Dr. Psychiatry: When you have profound experiences at work like doctors do, you have to get it out.
Dr. Ob-gyn: I do it all the time. I never use specifics, but I talk to my friends and family in medicine. Most of the time I’m trying to pick their brains about what else I can do to take care of that patient. We do a lot of learning by hearing about our colleagues’ patients.
Do you ever get embarrassed or grossed out by your patients?
Dr. Internal Medicine: I can’t remember ever being embarrassed by a patient. I have been embarrassed for a patient many times, usually when the family of a patient is telling me details about their son/father/granddad’s bowel habits while the patient sits there looking at me with an expression that says, “Every day I pray for death.”
Dr. Anesthesia 1: One word: maggots. What does that have to do with medicine? What it has to do with medicine is an old lady came in with a bandage on her foot. When we undid the bandage, maggots just fell out. Seeing those little guys wriggling around really grossed me out.
Dr. Anesthesia 2: I got grossed out on a regular basis in residency. Once I had a patient who was bleeding dark, black blood from her eyes. That was gross. These days, though, it’s when I go to intubate a person and you see a tooth you could just pick out because it’s so rotten.
Dr. Psychiatry: Excessive nicotine use. That grosses me out.
Dr. Ob-gyn: It is pretty hard to gross me out. I do think it’s nice when women shave their legs before an appointment, but they really don’t need to do it. And I don’t think patients understand, at the end of the day, I can’t remember what their private parts look like even under the threat of death.
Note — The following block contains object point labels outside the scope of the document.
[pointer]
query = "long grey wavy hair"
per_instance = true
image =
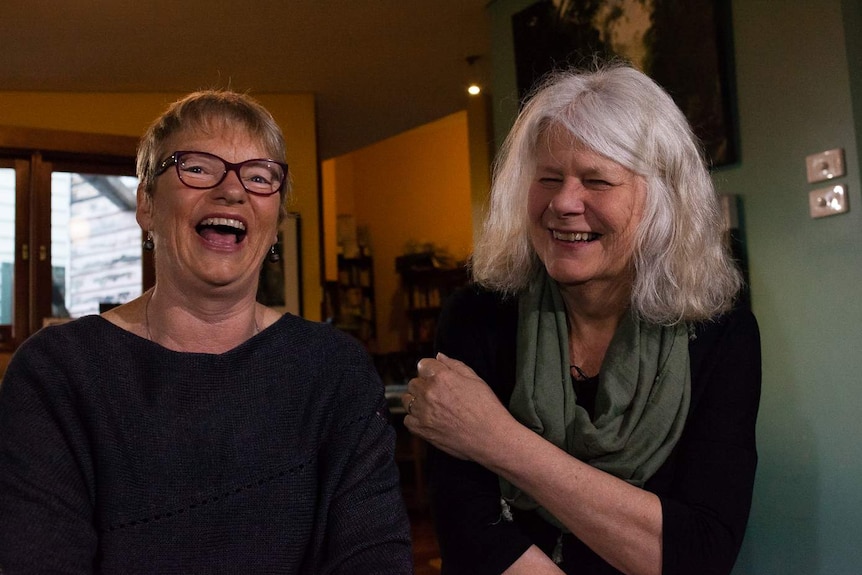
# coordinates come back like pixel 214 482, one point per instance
pixel 683 268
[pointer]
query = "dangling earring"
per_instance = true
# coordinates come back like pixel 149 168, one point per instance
pixel 273 254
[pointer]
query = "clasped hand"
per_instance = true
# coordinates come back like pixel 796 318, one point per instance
pixel 453 408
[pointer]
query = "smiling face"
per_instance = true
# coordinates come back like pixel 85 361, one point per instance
pixel 209 238
pixel 584 210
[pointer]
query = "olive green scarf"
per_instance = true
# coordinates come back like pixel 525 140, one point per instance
pixel 641 403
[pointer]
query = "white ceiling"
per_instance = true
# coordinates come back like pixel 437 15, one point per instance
pixel 376 67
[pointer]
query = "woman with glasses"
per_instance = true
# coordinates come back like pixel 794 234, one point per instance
pixel 594 402
pixel 194 430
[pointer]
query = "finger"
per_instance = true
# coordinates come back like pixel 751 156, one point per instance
pixel 428 367
pixel 407 401
pixel 455 365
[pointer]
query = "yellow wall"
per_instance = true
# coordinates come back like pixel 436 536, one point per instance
pixel 414 187
pixel 129 114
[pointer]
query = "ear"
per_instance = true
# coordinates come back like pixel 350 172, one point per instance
pixel 144 210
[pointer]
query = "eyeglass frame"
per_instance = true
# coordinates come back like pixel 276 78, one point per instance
pixel 174 160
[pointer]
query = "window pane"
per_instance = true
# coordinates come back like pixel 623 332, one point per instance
pixel 7 243
pixel 95 242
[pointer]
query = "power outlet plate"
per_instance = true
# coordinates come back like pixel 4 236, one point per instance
pixel 828 201
pixel 825 165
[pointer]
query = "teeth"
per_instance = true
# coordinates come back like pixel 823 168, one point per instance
pixel 231 223
pixel 574 236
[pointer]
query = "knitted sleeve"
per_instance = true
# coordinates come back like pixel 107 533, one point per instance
pixel 367 527
pixel 45 503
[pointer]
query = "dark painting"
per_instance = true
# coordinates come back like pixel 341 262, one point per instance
pixel 684 45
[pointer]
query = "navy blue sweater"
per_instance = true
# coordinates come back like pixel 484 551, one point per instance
pixel 120 456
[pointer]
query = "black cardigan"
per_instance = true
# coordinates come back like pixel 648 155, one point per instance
pixel 705 486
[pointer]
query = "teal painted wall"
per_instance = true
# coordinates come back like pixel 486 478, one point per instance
pixel 798 67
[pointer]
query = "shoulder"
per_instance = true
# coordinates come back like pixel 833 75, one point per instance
pixel 320 353
pixel 473 304
pixel 734 332
pixel 726 361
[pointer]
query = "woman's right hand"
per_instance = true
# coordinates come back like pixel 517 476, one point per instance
pixel 454 409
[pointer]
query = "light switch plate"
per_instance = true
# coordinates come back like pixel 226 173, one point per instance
pixel 828 201
pixel 825 165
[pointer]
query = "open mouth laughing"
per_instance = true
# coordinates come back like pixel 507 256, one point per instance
pixel 574 236
pixel 215 228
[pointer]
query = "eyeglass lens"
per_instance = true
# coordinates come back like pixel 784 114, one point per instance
pixel 202 170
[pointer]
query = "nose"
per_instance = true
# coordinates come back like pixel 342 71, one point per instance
pixel 231 189
pixel 569 198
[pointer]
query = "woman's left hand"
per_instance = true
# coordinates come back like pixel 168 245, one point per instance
pixel 450 406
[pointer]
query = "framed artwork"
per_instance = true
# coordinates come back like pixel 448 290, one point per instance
pixel 684 45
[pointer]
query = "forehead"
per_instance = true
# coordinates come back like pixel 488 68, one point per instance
pixel 557 145
pixel 233 142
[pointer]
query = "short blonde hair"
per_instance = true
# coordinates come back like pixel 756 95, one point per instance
pixel 206 110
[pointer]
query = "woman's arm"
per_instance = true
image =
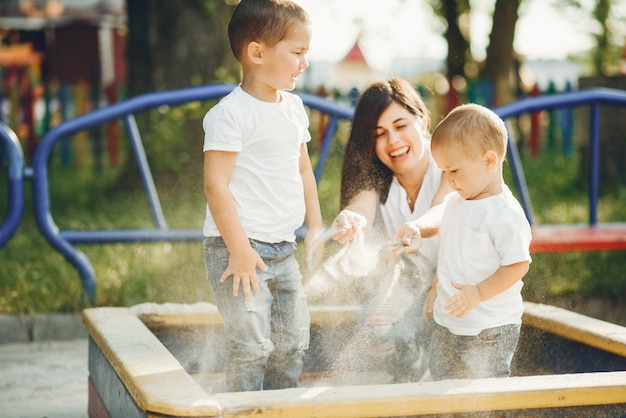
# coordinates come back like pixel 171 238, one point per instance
pixel 358 214
pixel 313 216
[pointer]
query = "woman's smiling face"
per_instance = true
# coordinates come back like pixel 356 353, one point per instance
pixel 400 138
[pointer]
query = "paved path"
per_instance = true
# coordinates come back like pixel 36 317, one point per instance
pixel 44 379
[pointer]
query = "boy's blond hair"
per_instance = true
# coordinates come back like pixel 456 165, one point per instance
pixel 475 128
pixel 266 21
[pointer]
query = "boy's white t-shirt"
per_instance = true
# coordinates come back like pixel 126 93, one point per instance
pixel 476 238
pixel 396 210
pixel 266 183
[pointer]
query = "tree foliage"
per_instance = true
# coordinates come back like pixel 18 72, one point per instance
pixel 175 44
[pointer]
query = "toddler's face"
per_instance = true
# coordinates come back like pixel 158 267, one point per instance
pixel 472 176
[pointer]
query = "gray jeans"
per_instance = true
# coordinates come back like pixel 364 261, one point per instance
pixel 268 336
pixel 488 354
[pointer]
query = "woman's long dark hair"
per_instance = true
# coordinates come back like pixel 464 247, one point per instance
pixel 362 170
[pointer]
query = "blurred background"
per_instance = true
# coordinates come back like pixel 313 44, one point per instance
pixel 63 58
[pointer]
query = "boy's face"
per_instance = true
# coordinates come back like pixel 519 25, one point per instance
pixel 471 176
pixel 283 63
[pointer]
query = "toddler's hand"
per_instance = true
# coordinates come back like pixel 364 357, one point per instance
pixel 460 304
pixel 347 224
pixel 243 269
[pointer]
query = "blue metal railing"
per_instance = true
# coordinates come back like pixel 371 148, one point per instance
pixel 10 144
pixel 64 240
pixel 594 98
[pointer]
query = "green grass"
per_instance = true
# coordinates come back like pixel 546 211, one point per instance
pixel 36 278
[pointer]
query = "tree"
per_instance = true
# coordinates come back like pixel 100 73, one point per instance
pixel 175 44
pixel 500 55
pixel 499 61
pixel 172 45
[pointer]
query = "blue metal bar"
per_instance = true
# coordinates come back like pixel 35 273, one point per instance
pixel 63 241
pixel 593 97
pixel 594 162
pixel 331 129
pixel 145 172
pixel 15 166
pixel 519 177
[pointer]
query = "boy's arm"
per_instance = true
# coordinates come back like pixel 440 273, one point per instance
pixel 471 295
pixel 313 216
pixel 218 168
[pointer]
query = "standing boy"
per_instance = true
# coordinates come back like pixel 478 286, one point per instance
pixel 259 187
pixel 483 251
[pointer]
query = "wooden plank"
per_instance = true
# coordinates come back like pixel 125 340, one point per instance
pixel 444 397
pixel 153 377
pixel 560 238
pixel 576 327
pixel 205 314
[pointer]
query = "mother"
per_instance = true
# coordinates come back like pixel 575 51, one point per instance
pixel 389 177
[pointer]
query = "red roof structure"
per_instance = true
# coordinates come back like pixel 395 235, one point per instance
pixel 355 54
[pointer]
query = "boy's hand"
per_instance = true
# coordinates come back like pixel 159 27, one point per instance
pixel 460 304
pixel 347 224
pixel 408 239
pixel 429 302
pixel 243 269
pixel 313 249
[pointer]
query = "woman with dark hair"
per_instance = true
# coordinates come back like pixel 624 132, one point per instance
pixel 388 178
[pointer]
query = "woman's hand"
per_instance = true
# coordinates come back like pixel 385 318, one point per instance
pixel 408 239
pixel 347 224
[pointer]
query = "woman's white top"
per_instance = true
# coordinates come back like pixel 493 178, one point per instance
pixel 396 210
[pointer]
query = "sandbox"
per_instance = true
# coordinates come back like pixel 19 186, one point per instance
pixel 166 361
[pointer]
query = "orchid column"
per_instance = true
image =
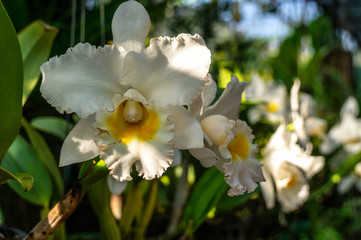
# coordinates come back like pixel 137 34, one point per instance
pixel 127 96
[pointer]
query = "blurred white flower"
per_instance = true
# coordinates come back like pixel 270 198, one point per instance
pixel 128 96
pixel 305 124
pixel 289 167
pixel 273 97
pixel 228 140
pixel 347 132
pixel 354 179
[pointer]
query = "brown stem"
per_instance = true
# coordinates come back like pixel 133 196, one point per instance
pixel 57 215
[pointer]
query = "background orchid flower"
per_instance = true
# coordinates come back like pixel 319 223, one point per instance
pixel 305 124
pixel 347 132
pixel 289 167
pixel 128 96
pixel 228 140
pixel 271 94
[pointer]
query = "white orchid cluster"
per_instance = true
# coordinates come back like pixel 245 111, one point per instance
pixel 287 159
pixel 346 133
pixel 138 104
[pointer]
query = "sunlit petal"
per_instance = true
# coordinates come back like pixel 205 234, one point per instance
pixel 79 145
pixel 188 131
pixel 170 70
pixel 83 80
pixel 130 26
pixel 229 102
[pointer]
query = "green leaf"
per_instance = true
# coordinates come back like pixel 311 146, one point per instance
pixel 36 41
pixel 45 156
pixel 25 180
pixel 11 82
pixel 205 196
pixel 52 125
pixel 227 203
pixel 22 158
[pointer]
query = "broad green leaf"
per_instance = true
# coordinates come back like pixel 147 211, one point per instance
pixel 45 155
pixel 224 75
pixel 205 196
pixel 22 158
pixel 52 125
pixel 25 180
pixel 99 196
pixel 11 82
pixel 346 168
pixel 36 41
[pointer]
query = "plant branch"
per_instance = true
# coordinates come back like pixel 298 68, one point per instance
pixel 63 209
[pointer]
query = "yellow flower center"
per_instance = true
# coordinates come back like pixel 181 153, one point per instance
pixel 353 140
pixel 132 120
pixel 272 107
pixel 291 182
pixel 239 147
pixel 288 182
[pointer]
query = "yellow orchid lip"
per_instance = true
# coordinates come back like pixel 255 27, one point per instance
pixel 239 147
pixel 132 120
pixel 272 107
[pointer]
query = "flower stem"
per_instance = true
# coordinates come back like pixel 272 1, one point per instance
pixel 148 212
pixel 63 209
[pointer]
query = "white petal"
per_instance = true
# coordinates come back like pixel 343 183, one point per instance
pixel 229 103
pixel 350 107
pixel 115 186
pixel 254 114
pixel 177 158
pixel 268 190
pixel 83 80
pixel 242 176
pixel 209 91
pixel 152 157
pixel 291 197
pixel 207 96
pixel 130 26
pixel 294 95
pixel 155 158
pixel 119 161
pixel 206 156
pixel 188 131
pixel 309 164
pixel 79 145
pixel 256 88
pixel 170 71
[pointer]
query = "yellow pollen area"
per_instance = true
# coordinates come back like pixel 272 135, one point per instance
pixel 272 107
pixel 288 182
pixel 239 147
pixel 123 130
pixel 353 140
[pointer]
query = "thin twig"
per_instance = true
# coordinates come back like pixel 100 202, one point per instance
pixel 57 215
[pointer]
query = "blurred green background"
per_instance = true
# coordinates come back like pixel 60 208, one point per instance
pixel 315 41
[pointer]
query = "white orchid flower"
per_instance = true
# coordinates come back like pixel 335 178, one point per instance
pixel 128 96
pixel 271 94
pixel 228 140
pixel 289 167
pixel 305 124
pixel 347 132
pixel 354 179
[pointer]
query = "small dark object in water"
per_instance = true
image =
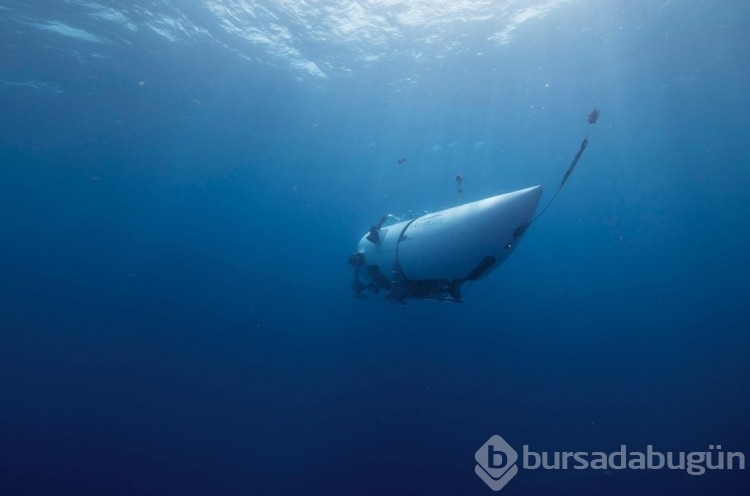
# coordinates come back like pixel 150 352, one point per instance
pixel 594 116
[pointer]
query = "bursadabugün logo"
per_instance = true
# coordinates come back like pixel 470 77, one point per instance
pixel 496 460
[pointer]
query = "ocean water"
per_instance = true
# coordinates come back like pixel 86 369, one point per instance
pixel 183 183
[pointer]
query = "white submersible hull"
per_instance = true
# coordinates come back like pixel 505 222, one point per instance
pixel 433 255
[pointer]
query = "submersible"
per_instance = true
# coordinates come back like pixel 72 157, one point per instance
pixel 432 256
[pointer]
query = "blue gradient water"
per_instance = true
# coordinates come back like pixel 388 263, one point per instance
pixel 182 186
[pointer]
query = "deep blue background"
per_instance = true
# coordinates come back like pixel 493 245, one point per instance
pixel 175 219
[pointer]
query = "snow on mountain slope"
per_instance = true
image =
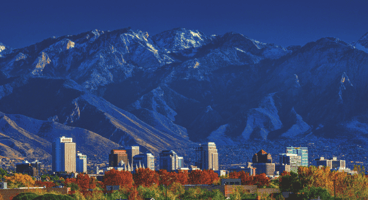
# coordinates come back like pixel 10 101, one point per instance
pixel 4 50
pixel 362 43
pixel 37 136
pixel 66 102
pixel 262 120
pixel 180 39
pixel 219 137
pixel 298 128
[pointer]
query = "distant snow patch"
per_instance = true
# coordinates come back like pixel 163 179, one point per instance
pixel 218 136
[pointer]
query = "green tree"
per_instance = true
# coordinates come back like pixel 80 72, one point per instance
pixel 314 193
pixel 25 196
pixel 290 183
pixel 53 197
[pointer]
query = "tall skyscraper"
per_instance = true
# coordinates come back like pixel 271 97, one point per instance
pixel 262 161
pixel 291 159
pixel 208 156
pixel 180 162
pixel 117 157
pixel 332 164
pixel 25 167
pixel 81 163
pixel 169 160
pixel 63 155
pixel 132 151
pixel 300 151
pixel 146 160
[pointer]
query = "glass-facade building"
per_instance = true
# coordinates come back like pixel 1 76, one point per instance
pixel 291 159
pixel 300 151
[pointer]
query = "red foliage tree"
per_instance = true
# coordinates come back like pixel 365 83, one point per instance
pixel 285 173
pixel 47 184
pixel 85 183
pixel 199 177
pixel 134 194
pixel 234 175
pixel 122 178
pixel 213 177
pixel 182 177
pixel 146 177
pixel 261 180
pixel 167 178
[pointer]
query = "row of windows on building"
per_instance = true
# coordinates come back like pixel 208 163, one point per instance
pixel 66 159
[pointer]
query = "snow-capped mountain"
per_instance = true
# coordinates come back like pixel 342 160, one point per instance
pixel 362 43
pixel 4 50
pixel 182 86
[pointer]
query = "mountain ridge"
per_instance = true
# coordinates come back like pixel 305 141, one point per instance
pixel 181 86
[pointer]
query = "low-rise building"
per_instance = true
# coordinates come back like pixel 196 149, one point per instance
pixel 25 167
pixel 262 161
pixel 334 163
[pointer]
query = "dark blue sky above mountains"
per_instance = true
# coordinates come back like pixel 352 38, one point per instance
pixel 24 22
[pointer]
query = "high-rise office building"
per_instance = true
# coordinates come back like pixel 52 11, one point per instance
pixel 332 164
pixel 208 156
pixel 262 161
pixel 300 151
pixel 132 151
pixel 25 167
pixel 180 162
pixel 81 163
pixel 170 161
pixel 118 157
pixel 291 159
pixel 146 160
pixel 63 155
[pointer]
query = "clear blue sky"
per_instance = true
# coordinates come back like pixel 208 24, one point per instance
pixel 284 22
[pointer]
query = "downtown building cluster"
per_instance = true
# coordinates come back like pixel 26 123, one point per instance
pixel 65 159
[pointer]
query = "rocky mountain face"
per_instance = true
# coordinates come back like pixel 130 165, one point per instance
pixel 178 87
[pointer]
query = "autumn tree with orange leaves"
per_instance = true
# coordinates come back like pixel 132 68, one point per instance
pixel 47 184
pixel 146 177
pixel 182 177
pixel 260 180
pixel 115 177
pixel 83 181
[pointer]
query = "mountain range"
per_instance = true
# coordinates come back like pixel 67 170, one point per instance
pixel 177 88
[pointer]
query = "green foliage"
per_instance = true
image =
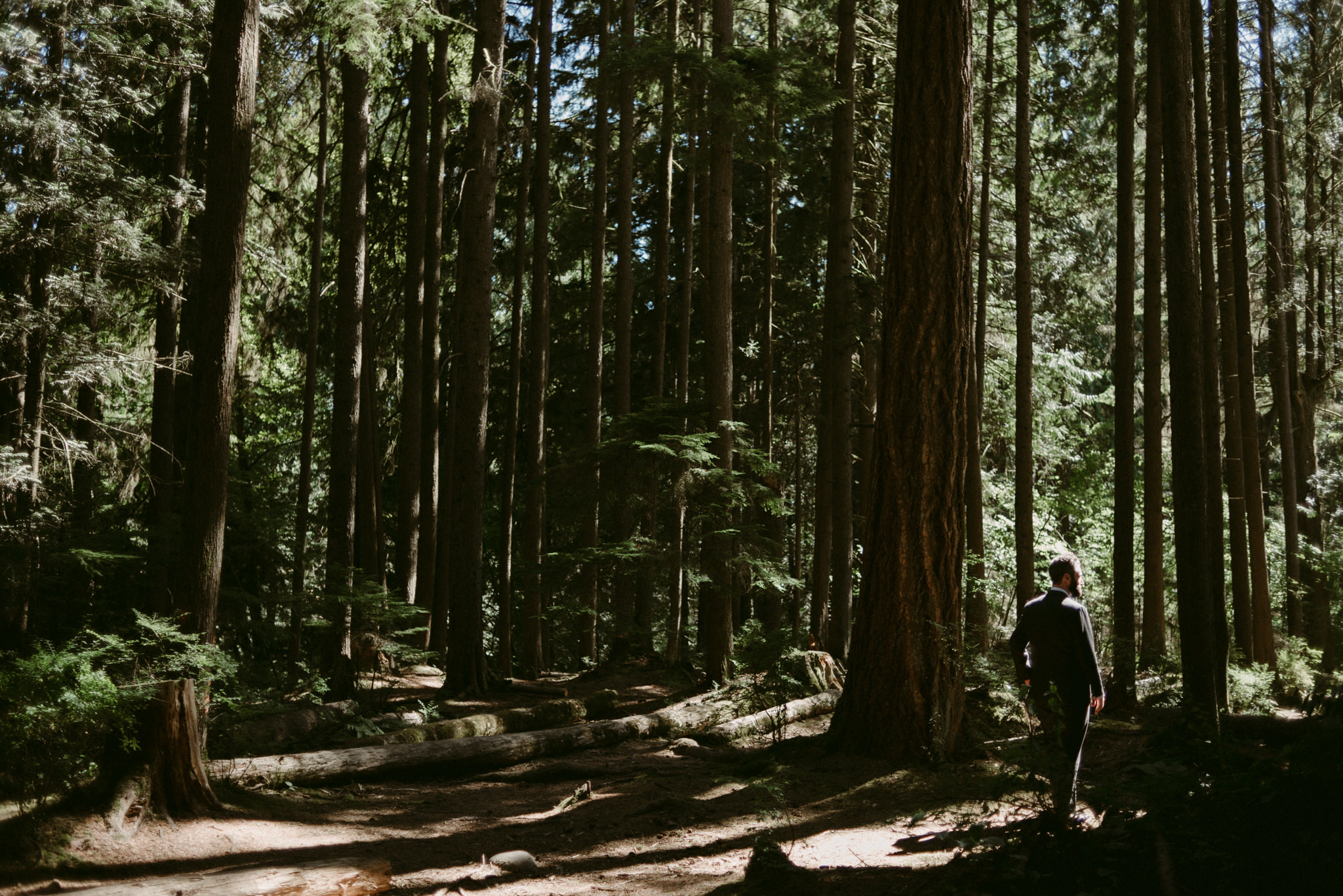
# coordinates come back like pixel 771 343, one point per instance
pixel 61 709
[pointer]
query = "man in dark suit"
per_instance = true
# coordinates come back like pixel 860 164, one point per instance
pixel 1054 652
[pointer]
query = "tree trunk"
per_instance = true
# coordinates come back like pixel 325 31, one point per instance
pixel 1212 406
pixel 1235 472
pixel 1276 299
pixel 716 593
pixel 471 357
pixel 1185 311
pixel 315 294
pixel 412 335
pixel 838 299
pixel 347 374
pixel 1154 539
pixel 163 468
pixel 539 348
pixel 1025 476
pixel 504 625
pixel 1122 684
pixel 976 600
pixel 426 578
pixel 904 696
pixel 595 335
pixel 1260 605
pixel 233 77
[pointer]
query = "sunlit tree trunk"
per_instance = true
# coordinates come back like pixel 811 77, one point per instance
pixel 539 349
pixel 1260 605
pixel 904 696
pixel 1154 537
pixel 465 669
pixel 1122 684
pixel 1185 311
pixel 1024 504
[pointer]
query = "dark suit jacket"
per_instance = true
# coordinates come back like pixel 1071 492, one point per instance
pixel 1062 648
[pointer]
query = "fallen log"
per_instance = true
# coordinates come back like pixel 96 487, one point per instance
pixel 469 754
pixel 774 718
pixel 351 878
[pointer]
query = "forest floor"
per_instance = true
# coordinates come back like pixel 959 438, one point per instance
pixel 661 823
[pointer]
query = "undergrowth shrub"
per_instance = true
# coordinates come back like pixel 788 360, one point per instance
pixel 62 705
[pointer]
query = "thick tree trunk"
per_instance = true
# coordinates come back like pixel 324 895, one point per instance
pixel 348 371
pixel 1212 404
pixel 163 467
pixel 539 349
pixel 1024 503
pixel 1185 311
pixel 426 578
pixel 595 335
pixel 233 77
pixel 1260 604
pixel 716 593
pixel 976 598
pixel 904 696
pixel 315 294
pixel 1154 537
pixel 504 625
pixel 838 300
pixel 1122 684
pixel 1276 299
pixel 409 456
pixel 1235 472
pixel 471 357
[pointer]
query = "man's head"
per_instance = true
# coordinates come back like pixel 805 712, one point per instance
pixel 1066 572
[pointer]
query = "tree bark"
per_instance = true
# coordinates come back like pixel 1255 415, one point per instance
pixel 1185 312
pixel 1024 503
pixel 1276 300
pixel 471 355
pixel 595 336
pixel 716 593
pixel 347 374
pixel 1122 684
pixel 1260 605
pixel 315 294
pixel 163 467
pixel 904 696
pixel 426 578
pixel 539 348
pixel 504 627
pixel 409 449
pixel 1154 537
pixel 1212 404
pixel 1235 472
pixel 838 299
pixel 233 77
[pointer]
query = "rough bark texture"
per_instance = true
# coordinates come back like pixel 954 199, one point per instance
pixel 409 457
pixel 1024 504
pixel 1260 605
pixel 904 696
pixel 1154 539
pixel 233 98
pixel 539 349
pixel 595 335
pixel 716 594
pixel 347 374
pixel 976 600
pixel 471 355
pixel 1122 690
pixel 838 299
pixel 1185 302
pixel 315 294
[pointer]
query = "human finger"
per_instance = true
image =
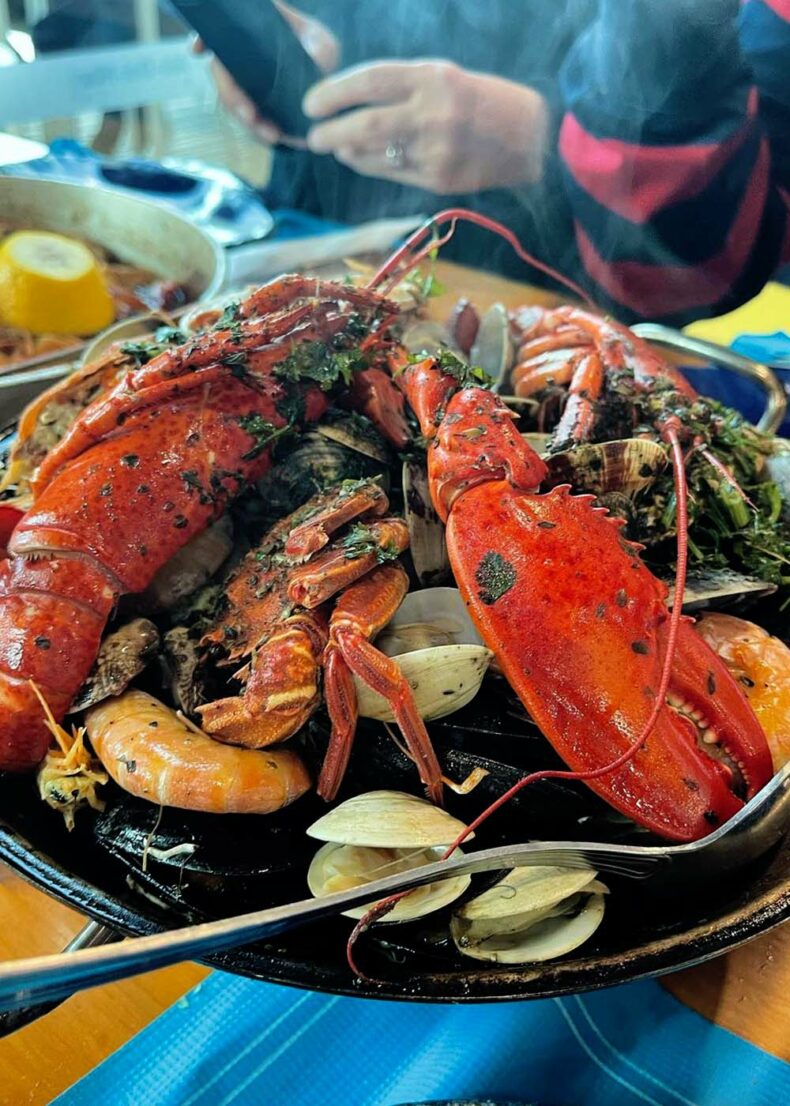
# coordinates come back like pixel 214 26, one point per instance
pixel 371 83
pixel 368 129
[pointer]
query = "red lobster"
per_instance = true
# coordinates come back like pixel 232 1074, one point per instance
pixel 579 625
pixel 143 470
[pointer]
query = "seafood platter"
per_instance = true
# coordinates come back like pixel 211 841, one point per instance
pixel 314 587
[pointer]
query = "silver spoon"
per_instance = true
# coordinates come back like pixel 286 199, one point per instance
pixel 745 837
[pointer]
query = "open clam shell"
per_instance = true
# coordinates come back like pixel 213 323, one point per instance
pixel 426 532
pixel 625 466
pixel 381 833
pixel 532 914
pixel 190 567
pixel 437 648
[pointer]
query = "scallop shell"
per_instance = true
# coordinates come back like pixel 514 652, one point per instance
pixel 625 466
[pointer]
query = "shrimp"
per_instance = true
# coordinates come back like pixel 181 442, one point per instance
pixel 761 666
pixel 154 753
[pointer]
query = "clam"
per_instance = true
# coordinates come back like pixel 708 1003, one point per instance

Have you ever wanted to fire a patient?
Dr. Internal Medicine: Yes, I have fired many patients. I worked at a free clinic that had a three-month waiting list to be seen. We didn’t have time to waste on people who missed appointments or abused the system. In the hospital, however, I have never fired a patient because, unfortunately, you can’t.
Dr. Psychiatry: This is a good question for me. You can’t “abandon” a patient. But there are circumstances where it’s no longer therapeutic for you to work with a patient. You need to make sure that they have all aspects of their care covered. It kind of has to be a mutual firing. You can’t just say, “Hey, this isn’t working. See you later.”